There was a silence. Then a voice said, “Is it you?”

“It’s me.”

“We have to talk.”

“We’re talking.”

“I don’t mean over the telephone. This kind of business can’t be conducted over the telephone. I think … I believe something’s happening.”

“I’m certain it is.”

“What do you mean by that?”

“What do you mean?”

There was a silence again, as if the man was forcing himself to be patient. His voice was urgent; something had happened to frighten him. “I mean I want out,” he said at last.

Now it was Flanagan’s turn to be silent. Was this what he had expected? He looked around at the old paint, the exposed extension cords, the water dripping in the sink that Mrs. Hepplewhite optimistically called her “kitchen.” He didn’t have to do any calculations now; he had already done them a hundred times—how much hard cash he needed just to keep the church afloat. “I can’t help you,” he said, and he knew it was only partly right even as he said it. The flesh was weak.

“Name your price.”

“I’m not talking about price. I mean to say that I’ve never helped you. What you’ve done, you’ve done alone.” This was wrong too. He himself was as blameworthy as a felon.

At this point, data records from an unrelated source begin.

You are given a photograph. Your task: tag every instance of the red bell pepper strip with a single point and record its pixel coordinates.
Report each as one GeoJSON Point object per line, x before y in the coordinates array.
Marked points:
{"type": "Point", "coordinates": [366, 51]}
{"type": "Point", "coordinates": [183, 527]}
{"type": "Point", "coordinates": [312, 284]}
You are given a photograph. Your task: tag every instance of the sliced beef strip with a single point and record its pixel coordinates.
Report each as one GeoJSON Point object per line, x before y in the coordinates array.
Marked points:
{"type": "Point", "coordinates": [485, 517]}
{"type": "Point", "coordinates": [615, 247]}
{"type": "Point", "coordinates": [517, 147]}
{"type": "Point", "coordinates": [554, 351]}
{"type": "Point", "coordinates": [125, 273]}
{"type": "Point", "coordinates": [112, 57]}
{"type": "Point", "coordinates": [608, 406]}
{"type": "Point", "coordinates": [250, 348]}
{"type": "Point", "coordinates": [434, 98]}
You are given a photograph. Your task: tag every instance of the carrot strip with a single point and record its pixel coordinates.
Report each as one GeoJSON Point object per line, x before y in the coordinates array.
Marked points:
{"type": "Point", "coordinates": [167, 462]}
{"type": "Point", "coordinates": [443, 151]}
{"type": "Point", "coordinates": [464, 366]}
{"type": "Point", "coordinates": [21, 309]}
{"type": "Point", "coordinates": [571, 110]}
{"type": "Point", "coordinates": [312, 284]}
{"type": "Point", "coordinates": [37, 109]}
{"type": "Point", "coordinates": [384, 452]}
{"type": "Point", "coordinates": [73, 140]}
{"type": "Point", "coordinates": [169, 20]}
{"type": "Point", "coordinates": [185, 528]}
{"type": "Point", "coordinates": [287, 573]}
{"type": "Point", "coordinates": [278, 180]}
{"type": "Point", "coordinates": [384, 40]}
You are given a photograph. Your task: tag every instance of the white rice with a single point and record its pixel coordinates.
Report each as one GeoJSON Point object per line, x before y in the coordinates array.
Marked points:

“You know, Mr. Flanagan, I don’t think so. If I thought so, I wouldn’t have called you. What have you taken from me over the years, twenty thousand?”

“I don’t keep accounts.”

“Of course you do. We both know the truth.”

“The truth is, I’m not in that line of work any more, so never mind the past. You might say that I’ve changed; I’ve gone over to the other side.”

“The other side! And yet you answer to the same name and at the same old number. I wonder if some things haven’t changed. How about the color of money? Has that changed, too?”

“I recommend that you ask God for help.”

“Let’s not drift off the subject,” the man said. “I’m willing to pay you a hundred thousand dollars, any way you like—through Obermeyer, cash in a briefcase, trust fund, you name it. I have a certain naive faith in you. Can you believe that? You’ve kept your word to me in the past, and I’m willing to take a gamble on you again. What do I have to lose? Stay near the phone while you think it over. I’ll call back.”